Regarding the reasons why their annual financial report is outstanding, Mlangeni said the process to appoint new auditors had caused some delays causing them to miss the deadline for submission of the report. Added Mlangeni: “In addition, a much more vigorous audit process was undertaken following the findings of the last financial year.” He said the report is currently being finalised.

That the regulating body of the property industry was in trouble didn’t come as a surprise. In June it was reported in the mainstream media that the UDM’s Bantu Holomisa had made a written request to the Public Protector to investigate allegations of maladministration and corruption at the EAAB.

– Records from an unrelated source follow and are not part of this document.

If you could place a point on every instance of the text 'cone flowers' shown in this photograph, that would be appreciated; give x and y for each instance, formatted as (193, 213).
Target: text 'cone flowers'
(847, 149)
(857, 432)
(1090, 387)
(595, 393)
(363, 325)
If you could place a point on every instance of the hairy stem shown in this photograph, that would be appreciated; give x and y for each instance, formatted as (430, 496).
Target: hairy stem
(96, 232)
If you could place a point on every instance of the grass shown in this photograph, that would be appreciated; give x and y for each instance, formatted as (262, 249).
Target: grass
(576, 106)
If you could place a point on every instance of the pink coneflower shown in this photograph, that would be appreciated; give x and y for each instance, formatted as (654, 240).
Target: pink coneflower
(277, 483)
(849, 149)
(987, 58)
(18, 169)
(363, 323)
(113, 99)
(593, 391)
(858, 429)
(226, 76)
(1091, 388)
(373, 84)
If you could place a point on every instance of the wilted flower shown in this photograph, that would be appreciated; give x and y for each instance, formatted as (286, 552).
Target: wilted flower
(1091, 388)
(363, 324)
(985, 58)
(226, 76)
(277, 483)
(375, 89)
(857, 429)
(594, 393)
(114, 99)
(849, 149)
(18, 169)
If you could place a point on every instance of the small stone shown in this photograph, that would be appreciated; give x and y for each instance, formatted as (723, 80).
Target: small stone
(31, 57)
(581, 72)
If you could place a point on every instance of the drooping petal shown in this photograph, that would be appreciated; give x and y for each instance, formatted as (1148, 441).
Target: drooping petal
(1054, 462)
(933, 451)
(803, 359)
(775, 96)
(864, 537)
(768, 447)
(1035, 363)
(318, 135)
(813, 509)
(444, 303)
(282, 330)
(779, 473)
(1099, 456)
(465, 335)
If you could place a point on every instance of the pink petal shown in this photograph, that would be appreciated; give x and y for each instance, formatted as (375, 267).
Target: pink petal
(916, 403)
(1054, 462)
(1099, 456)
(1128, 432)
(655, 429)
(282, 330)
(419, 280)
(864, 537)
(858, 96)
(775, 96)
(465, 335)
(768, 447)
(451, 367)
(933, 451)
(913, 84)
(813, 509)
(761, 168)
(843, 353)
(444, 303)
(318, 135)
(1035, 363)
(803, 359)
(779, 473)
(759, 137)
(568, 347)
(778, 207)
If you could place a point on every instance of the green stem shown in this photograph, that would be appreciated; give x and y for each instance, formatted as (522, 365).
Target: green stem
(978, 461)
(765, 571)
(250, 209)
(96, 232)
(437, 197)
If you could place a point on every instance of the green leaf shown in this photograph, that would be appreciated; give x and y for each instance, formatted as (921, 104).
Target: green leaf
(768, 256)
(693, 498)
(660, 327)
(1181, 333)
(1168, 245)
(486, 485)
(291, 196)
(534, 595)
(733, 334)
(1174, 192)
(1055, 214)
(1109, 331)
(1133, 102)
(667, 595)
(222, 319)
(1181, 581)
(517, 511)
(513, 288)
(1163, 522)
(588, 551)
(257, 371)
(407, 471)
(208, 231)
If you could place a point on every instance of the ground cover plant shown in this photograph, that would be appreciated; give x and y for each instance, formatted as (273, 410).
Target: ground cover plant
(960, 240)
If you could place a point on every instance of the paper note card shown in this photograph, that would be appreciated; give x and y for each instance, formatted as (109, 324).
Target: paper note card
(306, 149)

It was also reported that the National Treasury had raised concerns about the financial management at the EAAB to the Department of Human Settlements. Read more here

Industry body Rebosa has been in constant interaction with the regulator to improve service delivery and deal annually with thousands of complaints from irate estate agents about the EAAB. Jan le Roux, chief executive of Rebosa, had this to say about the EAAB’s failure to present an annual report to parliament and consequently also before the portfolio committee:

“The EAAB has a budget of around R130 million a year and yet don’t have the right IT system in place nor qualified/dedicated people to operate same properly to achieve the necessary results. It is really sad that an organisation of such long standing and so well-funded at this point in time seem incapable of coping with the most basic requirement of servicing/regulating the industry.

“The board’s IT systems are failing, and data often is corrupted. System crashes are regular and yet government thinks it wise to expand the definition of property practitioners to bring thousands more under the ambit/control of the EAAB. The current failure to do even a financial report just further proves that the EAAB should not be given further responsibilities but should rather be focused on regulating the real estate industry as we know it, i.e. estate agents only.”

This is what some of you had to say on the issue:

Stefan Maree: “I agree 100% with the portfolio committee remarks. At least someone is starting to listen to estate agents. We made submissions on the new Proposed Property Practitioners Bill. And then they wish to widen the scope of the new bill to include more professions?”

Gill Linden: “Yes the EAAB need a wake-up call. They are just a money grabbing entity. One can never get any feedback from them and the wait for your FFC Certificate is ridiculous. They are quick to impose fines if an agent pays late but if you pay early you still don’t get your FFC for months.”

Mpho Monnakgotla: “It’s about time realtors and all stakeholders engage to discuss issues and problems within the industry and the EAAB.”

Kagiso Hume: “The EAAB’s main concern seems to regulate only black estate agents whereas they are doing nothing to clean up their house.”

Susan Pretorius: “From recent real time case studies on state-owned enterprises, we should learn the following; “rather be pro-active than to again apologise to the public”. To act when it is too late does not favour the entity nor the public that it is supposed to serve and protect. Public money and interests are at stake, if the EAAB is in non-compliance on governance issues, please act on it before it is completely dysfunctional.”

Anita Stander: “The best news ever!!! The EAAB is a total mockery of the property industry. One is not even able to speak to someone at the end of a telephone line. Disputes are impossible to resolve. They demand outrageous FFC and CPD registration fees each year and are totally unable to offer a service in return.”

Bert Neethling: “Wonderful news. The EAAB has now failed themselves after failing the industry for all these years.”